Ginger Cutout Cookies
- 4 cups 20oz all purpose flour, plus more for dusting board
- 2 teaspoons baking soda bicarbonate of soda
- 1 teaspoon salt
- 250 g unsalted butter two sticks
- 4 teaspoons ground cinnamon
- 2 tablespoons ground ginger
- pinch ground cloves optional
- 2 cups sugar
- ½ cup 6 oz golden syrup (recommended: Lyle’s Golden Syrup)
- 2 large eggs room temperature plus one beaten egg for painting
- Line two baking sheets with parchment paper.
- Whisk flour, baking soda, and salt together in a medium bowl.
- Melt butter in a small, microwaveable dish. Transfer immediately to a large, glass mixing bowl. Whisk in the cinnamon, ginger, and cloves (if using). Allow to cool a bit, 1 - 2 minutes.
- Add sugar and syrup and whisk to combine.
- Add eggs and whisk well to combine completely.
- Add flour mixture (in two batches) and stir with a spoon or rubber spatula until just incorporated.
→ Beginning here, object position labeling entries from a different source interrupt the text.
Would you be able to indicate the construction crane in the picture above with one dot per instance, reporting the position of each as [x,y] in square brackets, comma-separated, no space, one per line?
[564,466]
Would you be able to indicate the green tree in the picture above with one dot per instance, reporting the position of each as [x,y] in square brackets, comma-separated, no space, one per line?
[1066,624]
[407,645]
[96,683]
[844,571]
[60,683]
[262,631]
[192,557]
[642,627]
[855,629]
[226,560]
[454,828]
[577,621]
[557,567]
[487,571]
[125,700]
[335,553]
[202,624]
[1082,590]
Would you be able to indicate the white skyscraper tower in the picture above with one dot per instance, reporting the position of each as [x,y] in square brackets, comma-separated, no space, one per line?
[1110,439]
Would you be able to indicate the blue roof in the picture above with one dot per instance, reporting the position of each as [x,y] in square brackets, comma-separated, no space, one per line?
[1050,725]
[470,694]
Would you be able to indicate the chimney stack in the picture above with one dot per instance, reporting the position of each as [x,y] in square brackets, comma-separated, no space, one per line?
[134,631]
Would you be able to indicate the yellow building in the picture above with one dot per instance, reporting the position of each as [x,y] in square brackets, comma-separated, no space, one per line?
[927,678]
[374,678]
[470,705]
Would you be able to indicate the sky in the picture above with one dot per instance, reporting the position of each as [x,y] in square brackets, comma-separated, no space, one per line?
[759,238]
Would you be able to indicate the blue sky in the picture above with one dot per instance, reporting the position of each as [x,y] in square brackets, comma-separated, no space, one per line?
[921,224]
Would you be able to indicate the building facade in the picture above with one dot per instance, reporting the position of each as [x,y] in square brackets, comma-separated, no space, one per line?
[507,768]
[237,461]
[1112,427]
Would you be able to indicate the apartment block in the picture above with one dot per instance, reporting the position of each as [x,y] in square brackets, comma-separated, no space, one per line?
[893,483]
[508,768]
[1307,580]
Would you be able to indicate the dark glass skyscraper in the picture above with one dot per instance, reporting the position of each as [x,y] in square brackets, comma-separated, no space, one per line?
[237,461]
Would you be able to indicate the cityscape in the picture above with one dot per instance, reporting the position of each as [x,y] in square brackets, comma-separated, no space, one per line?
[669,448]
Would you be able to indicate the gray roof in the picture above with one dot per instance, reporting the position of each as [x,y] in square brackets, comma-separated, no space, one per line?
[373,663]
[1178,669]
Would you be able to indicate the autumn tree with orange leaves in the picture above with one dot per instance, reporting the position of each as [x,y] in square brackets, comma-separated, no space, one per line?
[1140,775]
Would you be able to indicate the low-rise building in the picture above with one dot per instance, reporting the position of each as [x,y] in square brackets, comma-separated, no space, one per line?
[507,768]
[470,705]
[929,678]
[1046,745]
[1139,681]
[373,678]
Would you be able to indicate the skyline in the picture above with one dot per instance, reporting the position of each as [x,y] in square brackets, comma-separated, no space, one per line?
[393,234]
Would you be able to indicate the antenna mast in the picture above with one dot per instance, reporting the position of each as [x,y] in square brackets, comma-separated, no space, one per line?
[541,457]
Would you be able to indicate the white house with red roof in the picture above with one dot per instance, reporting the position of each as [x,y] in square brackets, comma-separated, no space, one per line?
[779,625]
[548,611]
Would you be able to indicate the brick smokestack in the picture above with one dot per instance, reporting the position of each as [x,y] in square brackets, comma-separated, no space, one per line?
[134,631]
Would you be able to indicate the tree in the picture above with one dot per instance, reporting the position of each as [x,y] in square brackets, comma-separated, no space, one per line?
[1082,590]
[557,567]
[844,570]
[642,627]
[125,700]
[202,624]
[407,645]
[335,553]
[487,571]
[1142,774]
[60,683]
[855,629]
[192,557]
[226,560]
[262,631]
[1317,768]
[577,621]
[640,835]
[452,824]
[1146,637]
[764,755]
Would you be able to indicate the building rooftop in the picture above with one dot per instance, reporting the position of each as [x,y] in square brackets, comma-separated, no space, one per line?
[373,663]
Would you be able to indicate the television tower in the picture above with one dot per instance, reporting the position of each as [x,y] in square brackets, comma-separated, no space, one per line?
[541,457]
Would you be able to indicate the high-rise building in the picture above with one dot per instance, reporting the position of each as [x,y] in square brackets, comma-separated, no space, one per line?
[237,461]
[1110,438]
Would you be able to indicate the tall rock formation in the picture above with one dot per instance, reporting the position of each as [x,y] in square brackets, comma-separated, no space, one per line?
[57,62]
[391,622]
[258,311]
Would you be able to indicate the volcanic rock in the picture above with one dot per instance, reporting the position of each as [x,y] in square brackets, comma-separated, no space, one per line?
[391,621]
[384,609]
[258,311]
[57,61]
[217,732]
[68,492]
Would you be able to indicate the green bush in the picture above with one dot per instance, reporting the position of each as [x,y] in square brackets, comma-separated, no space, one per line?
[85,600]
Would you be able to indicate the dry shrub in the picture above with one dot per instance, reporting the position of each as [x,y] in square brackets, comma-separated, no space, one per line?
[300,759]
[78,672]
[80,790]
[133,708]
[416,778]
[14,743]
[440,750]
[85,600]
- Lay a third of the dough on plastic wrap, flatten gently with your hand into a disk, wrap and refrigerate until firm, about 1 hour to overnight. Repeat with the other two thirds of the dough so you have three disks of dough.
- Roll out with a rolling pin on a lightly floured surface to 1/4-inch thickness. Lightly flour the rolling pin and the top of the dough if necessary. Re-roll the scraps and repeat.
- When you’re ready to bake the cookies, set the shelf to the middle and preheat the oven to 325 degrees F.
- Dip a 2 3/4 inch round cutter (or whatever fun shapes you’re using) in flour and make rounds. Place on prepared baking sheets, leaving at least 1 inch in between. (They will rise and spread quite a bit)
- Paint with beaten egg.
- Bake for 11 - 14 minutes, rotating sheets halfway. They should be a nice, deep brown color. If you like a chewier cookie take them out when the middles are still a little soft—they will still harden when out of the oven. The longer you bake them the crispier they will get. Watch carefully because every minute counts! Transfer parchment paper immediately to a wire cooling rack (allowing air to circulate and steam to escape from their undersides).